For instance: If in File A the contents are as follows:
Blue table 3 Blue chair 2 Big cat 1 Small cat 2
and in File B the contents are as follows:
Blue table 3 Blue chair 2 Big cat 1 Small cat 2
the contents in the concatenated File C are as follows:
Blue table 3 Blue chair 2 Big cat 1 Small cat 2 Blue table 3 Blue chair 2 Big cat 1 Small cat 2
I want to sum the frequencies of all identical combos in Column 0 and Column 1 in a File D to get the following results:
Blue table 6 Blue chair 4 Big cat 2 Small cat 4
I tried to sort and count the info with the following command:
sort <input_file> | uniq -c <output_file>
but the result is the following:
2 Big cat 1 2 Blue chair 2 2 Blue table 3 2 Small cat 2
Does anyone have a suggestion of a terminal command that can produce my desired results?

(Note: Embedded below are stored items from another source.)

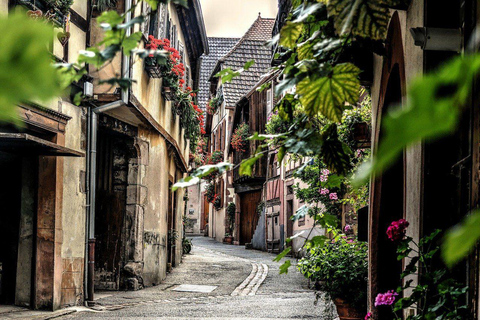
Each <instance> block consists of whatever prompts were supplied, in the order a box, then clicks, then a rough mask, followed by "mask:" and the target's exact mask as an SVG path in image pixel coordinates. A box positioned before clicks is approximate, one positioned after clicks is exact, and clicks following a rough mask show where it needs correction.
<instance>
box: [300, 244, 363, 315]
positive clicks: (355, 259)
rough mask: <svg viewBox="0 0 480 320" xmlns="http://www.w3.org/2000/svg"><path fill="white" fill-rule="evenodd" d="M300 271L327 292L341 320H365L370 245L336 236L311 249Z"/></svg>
mask: <svg viewBox="0 0 480 320" xmlns="http://www.w3.org/2000/svg"><path fill="white" fill-rule="evenodd" d="M298 268H299V270H300V272H301V273H303V274H304V275H305V276H306V277H307V278H309V279H310V280H312V281H314V282H315V283H316V288H317V289H318V290H321V291H323V292H326V293H327V294H328V295H329V296H330V297H331V299H332V300H333V302H334V303H335V305H336V307H337V313H338V316H339V318H340V320H347V319H349V320H356V319H363V318H364V315H365V310H366V308H367V277H368V261H367V244H366V243H364V242H359V241H357V240H354V239H352V238H348V237H346V236H337V237H336V238H335V239H334V240H332V241H331V242H329V243H327V244H325V245H324V246H323V247H316V248H314V249H312V250H311V252H310V255H309V256H307V257H305V258H302V259H301V260H300V261H299V263H298Z"/></svg>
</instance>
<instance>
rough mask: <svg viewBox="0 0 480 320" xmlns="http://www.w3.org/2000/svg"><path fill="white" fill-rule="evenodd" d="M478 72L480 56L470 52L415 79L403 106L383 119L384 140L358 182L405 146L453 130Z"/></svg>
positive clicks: (373, 171)
mask: <svg viewBox="0 0 480 320" xmlns="http://www.w3.org/2000/svg"><path fill="white" fill-rule="evenodd" d="M479 72H480V55H470V56H464V57H457V58H455V59H453V60H452V61H451V62H449V63H447V64H446V65H445V66H443V67H441V68H440V69H439V70H437V71H436V72H434V73H432V74H428V75H425V76H423V77H420V78H417V79H416V80H414V81H413V82H412V83H411V85H410V87H409V91H408V98H407V99H406V101H407V102H406V106H405V107H403V108H397V109H396V110H395V111H392V112H390V113H389V114H387V115H386V116H385V117H384V118H383V119H382V127H383V128H384V139H383V140H382V141H381V143H380V146H379V147H378V152H377V154H376V155H375V156H374V158H373V161H372V163H369V164H366V165H365V166H364V167H363V171H362V172H361V175H359V177H358V178H359V181H364V180H365V179H366V178H368V177H369V176H370V175H371V174H373V173H379V172H381V171H383V170H385V169H386V168H387V167H388V166H389V165H390V164H392V163H394V160H395V159H396V158H397V157H398V156H399V154H400V153H401V152H402V151H403V150H404V149H405V148H406V147H407V146H410V145H411V144H413V143H415V142H419V141H421V140H424V139H433V138H438V137H440V136H444V135H446V134H449V133H452V132H453V131H454V130H455V128H456V125H457V123H458V117H459V114H460V110H461V108H462V107H463V106H464V105H465V103H466V102H467V99H468V98H469V96H470V93H471V88H472V85H473V80H474V79H475V78H476V77H477V76H478V74H479ZM362 179H363V180H362Z"/></svg>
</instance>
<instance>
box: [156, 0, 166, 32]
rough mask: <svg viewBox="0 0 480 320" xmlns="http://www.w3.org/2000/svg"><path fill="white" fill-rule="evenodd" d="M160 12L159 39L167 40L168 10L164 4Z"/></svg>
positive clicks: (159, 14)
mask: <svg viewBox="0 0 480 320" xmlns="http://www.w3.org/2000/svg"><path fill="white" fill-rule="evenodd" d="M158 11H159V14H158V16H159V23H158V37H159V38H165V37H166V33H167V21H168V8H167V5H166V4H164V3H161V4H160V7H159V8H158Z"/></svg>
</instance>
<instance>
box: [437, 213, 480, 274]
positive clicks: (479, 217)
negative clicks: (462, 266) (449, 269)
mask: <svg viewBox="0 0 480 320" xmlns="http://www.w3.org/2000/svg"><path fill="white" fill-rule="evenodd" d="M479 239H480V211H478V210H477V211H475V212H473V213H472V214H471V215H469V216H468V217H466V218H465V220H464V221H463V222H462V223H461V224H459V225H457V226H455V227H453V228H452V229H450V230H449V231H448V232H447V234H446V235H445V239H444V243H443V245H442V256H443V260H444V261H445V263H446V264H447V265H448V266H449V267H452V266H453V265H455V264H456V263H457V262H459V261H460V260H462V259H463V258H465V257H466V256H467V255H468V254H469V253H470V252H471V251H472V250H473V248H474V247H475V244H476V243H477V242H478V240H479Z"/></svg>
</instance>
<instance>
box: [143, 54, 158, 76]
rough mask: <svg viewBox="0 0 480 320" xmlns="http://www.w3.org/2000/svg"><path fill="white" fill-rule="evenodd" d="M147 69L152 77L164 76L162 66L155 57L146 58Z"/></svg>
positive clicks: (146, 70) (146, 65) (145, 62)
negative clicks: (163, 75)
mask: <svg viewBox="0 0 480 320" xmlns="http://www.w3.org/2000/svg"><path fill="white" fill-rule="evenodd" d="M145 71H146V72H147V74H148V76H149V77H150V78H154V79H160V78H161V77H162V70H161V67H160V66H159V65H158V62H157V60H156V59H155V58H154V57H147V58H145Z"/></svg>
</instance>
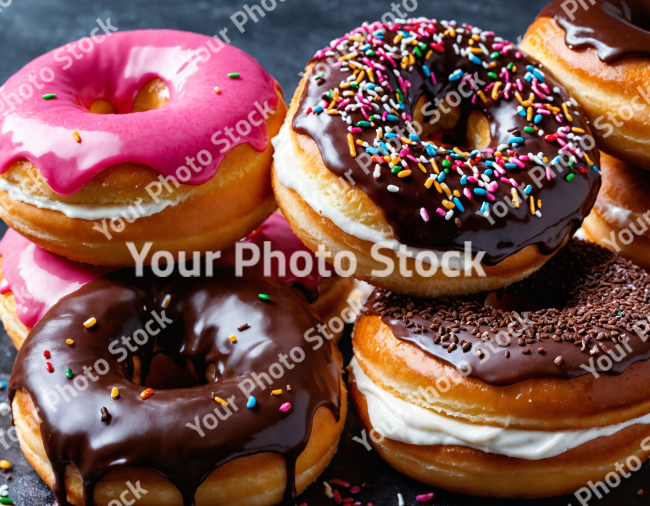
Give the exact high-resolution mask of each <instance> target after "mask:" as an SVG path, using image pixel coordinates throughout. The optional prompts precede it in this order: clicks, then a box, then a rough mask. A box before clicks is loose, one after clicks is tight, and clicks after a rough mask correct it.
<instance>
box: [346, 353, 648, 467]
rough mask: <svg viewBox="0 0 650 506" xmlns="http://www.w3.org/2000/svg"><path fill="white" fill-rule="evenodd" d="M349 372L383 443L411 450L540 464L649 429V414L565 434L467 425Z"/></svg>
mask: <svg viewBox="0 0 650 506" xmlns="http://www.w3.org/2000/svg"><path fill="white" fill-rule="evenodd" d="M350 367H351V369H352V372H353V373H354V379H355V381H356V384H357V388H358V389H359V391H360V392H361V393H363V394H364V396H365V397H366V402H367V404H368V416H369V417H370V423H371V424H372V426H373V427H374V429H375V430H376V431H377V432H378V433H379V434H380V435H381V436H383V437H385V438H387V439H392V440H394V441H401V442H403V443H408V444H413V445H419V446H431V445H456V446H468V447H470V448H475V449H477V450H481V451H484V452H486V453H496V454H498V455H506V456H508V457H515V458H520V459H526V460H540V459H546V458H549V457H554V456H556V455H559V454H561V453H564V452H565V451H567V450H570V449H572V448H576V447H577V446H580V445H581V444H584V443H586V442H588V441H591V440H593V439H596V438H599V437H605V436H611V435H612V434H615V433H617V432H618V431H620V430H623V429H624V428H626V427H629V426H630V425H636V424H641V425H648V424H650V414H647V415H645V416H642V417H640V418H635V419H634V420H629V421H627V422H624V423H619V424H617V425H609V426H607V427H594V428H592V429H582V430H567V431H541V430H519V429H508V428H501V427H490V426H487V425H478V424H473V423H467V422H462V421H458V420H454V419H452V418H449V417H446V416H442V415H439V414H437V413H435V412H433V411H430V410H428V409H426V408H423V407H420V406H416V405H414V404H411V403H409V402H406V401H404V400H402V399H400V398H398V397H395V396H393V395H392V394H390V393H389V392H386V391H385V390H383V389H381V388H379V387H378V386H377V385H375V384H374V383H373V382H372V380H371V379H370V378H369V377H368V376H367V375H366V374H365V373H364V372H363V369H361V366H359V363H358V362H357V359H356V358H353V359H352V362H351V363H350ZM375 439H376V437H375Z"/></svg>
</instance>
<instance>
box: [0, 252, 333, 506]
mask: <svg viewBox="0 0 650 506" xmlns="http://www.w3.org/2000/svg"><path fill="white" fill-rule="evenodd" d="M260 293H265V294H268V295H269V296H270V302H264V301H262V300H260V298H259V296H258V295H259V294H260ZM167 295H170V296H171V303H170V304H169V306H168V307H167V308H166V309H163V308H162V303H163V300H164V298H165V297H166V296H167ZM152 310H154V311H156V312H157V314H158V315H159V317H160V318H162V317H163V315H164V317H165V318H167V319H169V320H171V321H172V323H166V328H165V329H164V330H162V331H161V332H160V333H159V334H158V335H157V336H156V338H155V339H156V344H155V349H154V338H152V337H149V339H148V341H147V343H145V344H144V345H142V346H140V347H136V348H137V349H136V350H135V351H132V350H130V349H129V348H128V347H127V345H125V344H123V343H121V342H119V343H118V344H116V345H113V347H112V348H111V350H112V352H111V351H109V346H111V344H112V343H114V341H115V340H119V339H120V338H121V337H122V336H132V335H133V333H134V332H136V331H138V330H144V329H145V325H146V324H147V322H148V321H149V320H151V319H152ZM91 316H94V317H95V318H96V319H97V324H96V325H95V326H93V327H92V328H91V329H86V328H85V327H84V325H83V322H84V321H86V320H87V319H88V318H89V317H91ZM245 323H247V324H249V325H250V328H248V329H247V330H243V331H238V328H240V327H241V326H242V325H243V324H245ZM318 323H319V320H318V318H317V317H316V316H315V314H314V313H313V311H312V309H311V308H310V306H309V305H308V304H307V303H306V301H305V300H304V297H302V295H299V294H297V293H296V292H295V291H294V290H292V289H291V288H290V287H288V286H286V285H283V284H281V283H279V282H277V281H274V280H269V279H263V278H261V277H260V276H258V275H256V274H254V273H253V271H252V270H248V271H246V272H244V276H243V277H241V278H238V277H235V275H234V270H233V269H232V268H231V267H229V266H227V265H219V266H216V267H215V274H214V279H212V278H206V277H200V278H182V277H180V276H179V275H172V276H171V277H169V278H159V279H152V278H151V277H149V278H145V279H137V278H134V276H133V272H132V271H130V270H126V271H118V272H116V273H113V274H110V275H108V276H106V277H103V278H100V279H98V280H96V281H93V282H91V283H88V284H87V285H84V286H83V287H82V288H80V289H79V290H78V291H76V292H74V293H72V294H71V295H68V296H67V297H65V298H63V299H62V300H61V301H60V302H59V303H57V304H56V305H55V306H53V307H52V309H51V310H50V311H49V312H48V313H47V314H46V315H45V316H44V317H43V318H42V319H41V321H40V322H39V323H38V324H37V325H36V326H35V327H34V328H33V329H32V331H31V333H30V334H29V337H28V338H27V340H26V341H25V343H24V345H23V347H22V348H21V350H20V352H19V353H18V358H17V360H16V365H15V366H14V370H13V373H12V376H11V380H10V386H9V395H10V399H13V397H14V395H15V392H16V390H17V389H18V388H23V389H25V390H26V391H27V392H28V393H29V394H30V396H31V398H32V400H33V402H34V404H35V405H36V406H37V407H38V408H40V416H41V418H42V420H43V421H42V423H41V424H40V430H41V435H42V437H43V442H44V445H45V451H46V453H47V456H48V458H49V460H50V462H51V463H52V467H53V470H54V476H55V482H54V487H53V491H54V494H55V496H56V498H57V501H58V503H59V504H60V505H67V504H68V503H67V501H66V492H65V486H64V473H65V468H66V466H67V465H68V464H72V465H74V466H75V467H76V468H77V470H78V471H79V474H80V475H81V478H82V482H83V485H84V505H86V506H90V505H92V504H93V491H94V488H95V486H96V484H97V482H98V481H99V480H100V479H101V478H102V477H103V476H105V475H106V474H107V473H108V472H109V471H110V470H111V469H113V468H115V467H117V466H118V465H119V466H133V467H143V468H148V469H152V470H154V471H157V472H158V473H160V474H161V475H162V476H164V477H166V478H167V479H169V480H170V481H171V482H172V483H173V484H174V485H175V486H176V487H177V488H178V489H179V490H180V492H181V494H182V496H183V500H184V504H185V505H186V506H191V505H193V504H194V495H195V492H196V490H197V488H198V487H199V486H200V484H201V483H202V482H203V481H204V480H205V478H206V477H207V476H208V475H209V474H210V473H211V472H212V471H214V470H215V469H216V468H217V467H219V466H220V465H222V464H224V463H227V462H229V461H231V460H234V459H236V458H238V457H243V456H247V455H253V454H258V453H262V452H272V453H277V454H280V455H282V456H283V457H284V458H285V459H286V463H287V474H288V481H287V488H286V491H285V499H291V497H292V495H295V463H296V460H297V458H298V456H299V455H300V453H302V451H303V450H304V448H305V446H306V444H307V442H308V440H309V437H310V434H311V427H312V420H313V416H314V414H315V412H316V410H317V409H318V408H319V407H321V406H327V407H328V408H329V409H331V410H332V411H333V413H334V414H335V416H337V417H338V416H339V415H338V410H339V407H340V391H339V369H338V365H337V362H336V360H335V358H334V356H333V355H332V350H331V348H330V347H329V346H323V347H321V348H320V349H318V350H316V351H314V350H313V349H312V345H310V344H309V343H307V342H306V340H305V339H304V337H303V335H304V333H305V331H307V330H308V329H310V328H312V327H313V326H314V325H316V324H318ZM160 326H161V324H154V325H153V329H159V328H160ZM145 332H146V330H145ZM231 335H235V336H237V337H238V341H237V342H236V343H232V342H230V340H229V339H228V336H231ZM66 338H71V339H73V340H74V346H68V345H66V343H65V339H66ZM134 344H135V342H134V341H131V345H132V346H133V345H134ZM295 347H297V348H300V349H301V350H303V351H304V356H305V358H304V360H303V361H302V362H300V363H298V364H296V363H295V362H294V361H293V360H292V359H291V358H288V359H286V360H288V361H289V362H290V363H293V364H294V368H293V369H288V368H287V367H284V370H285V373H284V376H282V377H281V378H280V379H277V380H273V382H274V384H273V388H282V389H283V393H282V394H281V395H279V396H273V395H271V394H270V390H271V388H269V387H266V388H265V389H264V390H262V389H261V388H260V387H257V389H256V390H255V391H254V392H253V394H252V395H254V396H255V397H256V398H257V403H256V405H255V407H254V408H253V409H248V408H247V407H246V401H247V398H246V397H245V396H244V394H243V393H242V391H241V390H240V388H239V387H238V384H239V383H240V382H241V381H242V380H243V379H244V378H250V375H251V374H252V373H257V374H261V373H263V372H264V373H266V374H269V367H270V366H271V365H272V364H273V363H276V362H280V360H279V357H278V354H279V353H282V354H283V355H289V354H290V351H291V350H292V349H293V348H295ZM45 349H48V350H49V351H50V352H51V359H50V362H51V363H52V365H53V366H54V372H53V373H49V372H47V370H46V368H45V359H44V358H43V351H44V350H45ZM119 350H124V352H123V353H124V355H125V357H126V359H125V360H123V361H122V362H118V358H121V357H122V352H119ZM114 352H116V353H117V354H115V353H114ZM154 353H156V357H157V358H156V360H153V357H154ZM160 353H163V354H164V355H166V356H165V357H160ZM134 356H137V357H139V358H140V361H141V364H142V379H143V385H142V386H140V385H136V384H135V383H133V382H132V381H131V378H132V377H133V372H134V366H133V358H134ZM160 358H162V359H163V360H162V361H160ZM100 359H103V360H105V361H106V363H108V364H109V366H110V370H109V371H108V372H107V373H106V374H104V375H99V374H97V371H95V370H93V371H92V373H93V374H94V376H95V378H97V381H88V384H89V386H88V388H87V389H85V390H84V391H78V392H77V396H76V397H73V398H72V399H71V400H70V402H69V403H66V402H65V401H64V400H63V399H61V401H60V403H59V404H58V405H56V406H55V407H56V408H58V409H57V410H56V412H55V411H54V410H53V409H51V408H50V407H49V405H48V404H47V402H46V395H48V392H51V391H53V390H54V389H55V386H56V385H60V386H61V387H62V388H65V387H66V386H72V385H73V381H71V380H69V379H67V378H66V376H65V370H66V368H68V367H69V368H71V369H72V371H73V372H74V374H75V379H76V378H79V377H80V376H82V375H83V369H82V368H83V367H84V366H88V367H91V366H93V364H95V363H96V361H97V360H100ZM152 360H153V362H155V364H154V366H153V369H154V371H152V373H151V374H152V378H151V380H152V381H151V384H152V386H156V387H158V386H165V387H167V388H169V387H170V386H171V385H169V378H165V377H164V376H165V374H164V371H163V374H162V375H161V374H160V372H161V367H163V368H165V367H166V368H167V371H168V375H170V376H173V377H175V378H176V380H175V381H176V383H175V386H176V387H178V386H179V385H182V386H185V387H187V386H188V385H193V386H191V387H189V388H184V389H178V388H177V389H168V390H154V394H153V395H152V396H151V397H148V398H146V399H144V400H143V399H141V398H140V393H141V392H142V391H143V390H144V389H145V387H146V386H148V374H149V372H150V369H151V367H150V366H151V364H152ZM171 361H173V362H174V363H175V364H176V367H174V364H173V363H172V362H171ZM188 362H189V363H191V366H188V365H186V364H187V363H188ZM211 363H214V364H216V366H217V367H216V370H217V372H216V380H215V381H214V382H209V383H207V380H199V379H198V378H204V377H205V371H206V368H207V366H208V364H211ZM99 369H101V365H100V368H99ZM100 372H101V371H100ZM161 381H162V382H163V383H165V381H166V382H167V384H163V383H161ZM261 381H264V380H261ZM265 384H266V383H265ZM287 384H289V385H291V387H292V391H291V392H287V389H286V385H287ZM113 387H118V388H119V398H118V399H117V400H113V399H111V389H112V388H113ZM215 396H218V397H220V398H222V399H225V400H229V399H230V405H229V406H228V407H225V406H223V405H221V404H218V403H216V402H215V401H214V400H213V399H214V397H215ZM232 396H234V398H232ZM285 402H290V403H291V404H292V408H291V409H290V410H289V411H288V412H286V413H282V412H280V411H279V408H280V406H281V405H282V404H283V403H285ZM102 407H106V408H107V410H108V413H109V417H108V420H107V421H104V422H102V420H101V418H102V416H101V409H102ZM235 407H236V409H235ZM212 413H214V414H217V415H221V416H220V419H219V420H218V426H217V428H215V429H214V430H209V429H208V428H207V427H206V425H205V424H203V422H201V428H202V430H203V431H204V432H205V437H200V435H199V433H198V432H197V431H195V430H193V429H191V428H189V427H187V426H186V424H187V423H192V424H195V423H196V421H197V420H203V417H205V416H206V415H209V414H212ZM228 413H231V417H229V418H226V415H227V414H228ZM214 414H213V415H212V419H211V420H210V421H209V423H212V424H213V423H214V420H215V419H216V418H214Z"/></svg>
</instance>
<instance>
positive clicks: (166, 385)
mask: <svg viewBox="0 0 650 506" xmlns="http://www.w3.org/2000/svg"><path fill="white" fill-rule="evenodd" d="M202 383H204V382H201V381H199V377H198V375H197V373H196V370H195V369H194V365H193V364H192V362H191V361H190V360H189V359H187V358H186V357H184V356H180V355H179V356H178V357H174V358H172V356H171V355H170V354H169V353H167V352H166V351H164V350H159V351H157V352H155V353H154V356H153V358H152V359H151V363H150V364H149V370H148V371H147V375H146V377H145V379H144V386H146V387H149V388H153V389H154V390H172V389H175V388H191V387H195V386H198V385H200V384H202Z"/></svg>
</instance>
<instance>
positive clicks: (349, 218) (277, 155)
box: [271, 123, 465, 270]
mask: <svg viewBox="0 0 650 506" xmlns="http://www.w3.org/2000/svg"><path fill="white" fill-rule="evenodd" d="M271 142H272V143H273V147H274V148H275V153H274V155H273V162H274V167H275V173H276V174H277V176H278V179H279V180H280V182H281V183H282V184H283V185H284V186H285V187H286V188H289V189H291V190H294V191H295V192H296V193H297V194H298V195H300V197H301V198H302V199H303V200H304V201H305V202H306V203H307V205H309V207H311V208H312V209H313V210H314V211H315V212H316V213H318V214H319V215H321V216H324V217H325V218H328V219H330V220H332V222H333V223H334V225H336V226H337V227H338V228H340V229H341V230H343V232H345V233H346V234H349V235H351V236H353V237H356V238H358V239H361V240H362V241H369V242H372V243H375V244H381V245H382V246H383V247H385V248H387V249H392V250H393V251H396V252H398V251H400V248H401V251H402V252H407V254H408V256H416V255H417V254H418V253H423V252H425V251H426V252H427V254H428V255H431V254H433V255H435V257H436V258H437V260H438V263H437V265H442V256H443V254H444V251H440V250H424V249H420V248H413V247H411V246H406V245H404V244H402V243H400V242H398V241H397V240H396V239H395V238H394V237H393V236H392V235H387V234H385V233H384V232H382V231H380V230H376V229H374V228H371V227H369V226H367V225H364V224H363V223H359V222H358V221H356V220H354V219H352V218H350V217H349V216H346V215H345V214H344V213H343V212H341V211H340V210H339V209H337V208H336V207H335V206H333V205H332V204H331V203H329V202H327V201H326V200H325V199H324V198H323V197H322V196H321V195H320V192H319V191H318V187H317V186H316V183H315V181H313V180H312V179H311V178H310V177H309V176H307V175H306V174H305V172H304V171H303V170H302V167H301V166H300V160H298V157H297V156H296V154H295V153H294V151H293V145H292V142H291V133H290V131H289V125H288V124H287V123H285V124H284V125H283V126H282V128H281V130H280V133H279V134H278V135H277V136H276V137H275V138H273V139H272V140H271ZM422 260H423V261H424V262H425V263H431V262H429V261H428V257H427V256H426V255H424V256H422ZM464 265H465V264H464V262H463V261H462V260H461V259H459V258H457V257H451V258H449V261H448V267H449V268H450V269H454V270H461V269H463V268H464Z"/></svg>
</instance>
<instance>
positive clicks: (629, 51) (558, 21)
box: [538, 0, 650, 63]
mask: <svg viewBox="0 0 650 506" xmlns="http://www.w3.org/2000/svg"><path fill="white" fill-rule="evenodd" d="M592 2H593V3H594V5H592ZM562 4H567V2H565V1H564V0H555V1H553V2H550V3H549V4H548V5H546V7H544V9H543V10H542V12H540V14H539V16H538V17H549V18H555V20H556V21H557V22H558V24H559V25H560V26H561V27H562V28H564V31H565V32H566V35H565V41H566V44H567V46H569V47H570V48H571V49H585V48H588V47H592V48H595V49H596V50H597V51H598V57H599V58H600V59H601V60H602V61H604V62H605V63H615V62H617V61H619V60H622V59H623V58H630V57H633V56H641V57H646V58H647V57H650V31H648V29H649V28H650V2H649V1H648V0H595V1H594V0H584V1H583V2H580V3H576V4H575V6H577V10H576V11H575V12H572V9H573V7H574V6H573V5H571V4H567V5H566V6H565V7H566V9H567V10H568V12H567V10H565V9H564V8H562ZM580 4H584V5H586V6H587V7H588V9H585V8H584V7H583V6H581V5H580Z"/></svg>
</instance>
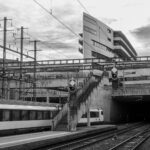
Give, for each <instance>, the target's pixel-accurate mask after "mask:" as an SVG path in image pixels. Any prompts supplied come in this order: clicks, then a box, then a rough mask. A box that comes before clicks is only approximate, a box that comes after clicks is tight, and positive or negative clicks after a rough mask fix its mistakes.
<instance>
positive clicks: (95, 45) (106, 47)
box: [92, 40, 112, 52]
mask: <svg viewBox="0 0 150 150" xmlns="http://www.w3.org/2000/svg"><path fill="white" fill-rule="evenodd" d="M92 42H93V45H94V46H95V47H98V48H100V49H103V50H105V51H109V52H112V50H111V49H110V48H109V47H107V46H105V45H103V44H101V43H99V42H97V41H94V40H92Z"/></svg>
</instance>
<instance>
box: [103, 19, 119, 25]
mask: <svg viewBox="0 0 150 150" xmlns="http://www.w3.org/2000/svg"><path fill="white" fill-rule="evenodd" d="M102 21H103V22H105V23H106V24H111V23H113V22H116V21H117V19H114V18H102Z"/></svg>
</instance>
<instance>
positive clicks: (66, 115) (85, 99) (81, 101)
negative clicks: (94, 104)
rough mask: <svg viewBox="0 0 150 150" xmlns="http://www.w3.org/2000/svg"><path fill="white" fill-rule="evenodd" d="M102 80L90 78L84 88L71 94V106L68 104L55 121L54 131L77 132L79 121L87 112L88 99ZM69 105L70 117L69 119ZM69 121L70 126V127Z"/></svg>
mask: <svg viewBox="0 0 150 150" xmlns="http://www.w3.org/2000/svg"><path fill="white" fill-rule="evenodd" d="M99 82H100V80H99V79H96V78H95V77H93V76H90V77H89V78H88V79H86V80H85V81H84V85H83V87H82V88H80V89H78V90H77V91H76V92H75V93H70V96H69V104H68V103H66V104H65V105H64V107H63V108H62V110H61V111H60V112H59V113H58V115H57V116H56V117H55V118H54V120H53V129H54V130H57V131H73V130H76V126H77V123H78V120H79V119H80V118H81V117H82V115H83V113H85V111H86V105H87V102H88V98H89V96H90V95H91V93H92V92H93V90H94V89H95V88H97V86H98V84H99ZM68 105H69V106H70V107H69V108H70V109H69V113H70V115H69V116H70V117H68ZM68 120H70V121H69V125H68Z"/></svg>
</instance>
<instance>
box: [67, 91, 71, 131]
mask: <svg viewBox="0 0 150 150" xmlns="http://www.w3.org/2000/svg"><path fill="white" fill-rule="evenodd" d="M67 104H68V107H67V108H68V110H67V122H68V127H67V128H68V131H70V93H69V96H68V101H67Z"/></svg>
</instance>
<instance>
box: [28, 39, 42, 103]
mask: <svg viewBox="0 0 150 150" xmlns="http://www.w3.org/2000/svg"><path fill="white" fill-rule="evenodd" d="M30 42H33V43H34V50H30V51H34V73H33V80H34V81H33V101H36V61H37V51H40V50H37V42H40V41H39V40H34V41H30Z"/></svg>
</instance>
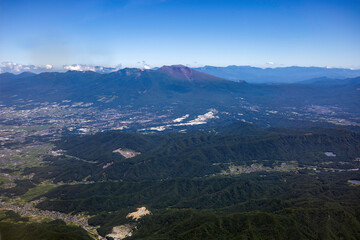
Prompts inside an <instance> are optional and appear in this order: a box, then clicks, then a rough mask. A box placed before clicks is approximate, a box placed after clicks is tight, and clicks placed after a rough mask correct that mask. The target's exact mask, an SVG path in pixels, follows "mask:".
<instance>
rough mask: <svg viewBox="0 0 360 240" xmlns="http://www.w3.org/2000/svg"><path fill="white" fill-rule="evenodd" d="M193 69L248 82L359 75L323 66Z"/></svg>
mask: <svg viewBox="0 0 360 240" xmlns="http://www.w3.org/2000/svg"><path fill="white" fill-rule="evenodd" d="M195 69H196V70H198V71H200V72H204V73H208V74H211V75H214V76H217V77H221V78H225V79H228V80H232V81H238V80H244V81H247V82H250V83H295V82H301V81H306V80H309V79H313V78H323V77H326V78H331V79H345V78H354V77H359V76H360V70H359V69H358V70H351V69H346V68H323V67H279V68H258V67H251V66H228V67H214V66H205V67H201V68H195Z"/></svg>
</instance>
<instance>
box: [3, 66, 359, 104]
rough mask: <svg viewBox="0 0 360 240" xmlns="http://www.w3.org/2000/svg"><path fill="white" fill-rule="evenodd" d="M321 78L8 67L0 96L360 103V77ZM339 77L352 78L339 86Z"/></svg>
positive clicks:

Thank you in advance for any help.
解决方案You're close; you have all the numbers you need. The total for each row is the count of rows that you got from uniq (column 1) times the frequency count (column 4). You can calculate that with awk:
sort input.txt | uniq -c | awk ' { print $2 "\t" $3 "\t" $1*$4 } '
这篇关于命令行以并置文件中的频率求和的文章就介绍到这了,希望我们推荐的答案对大家有所帮助,也希望大家多多支持IT屋!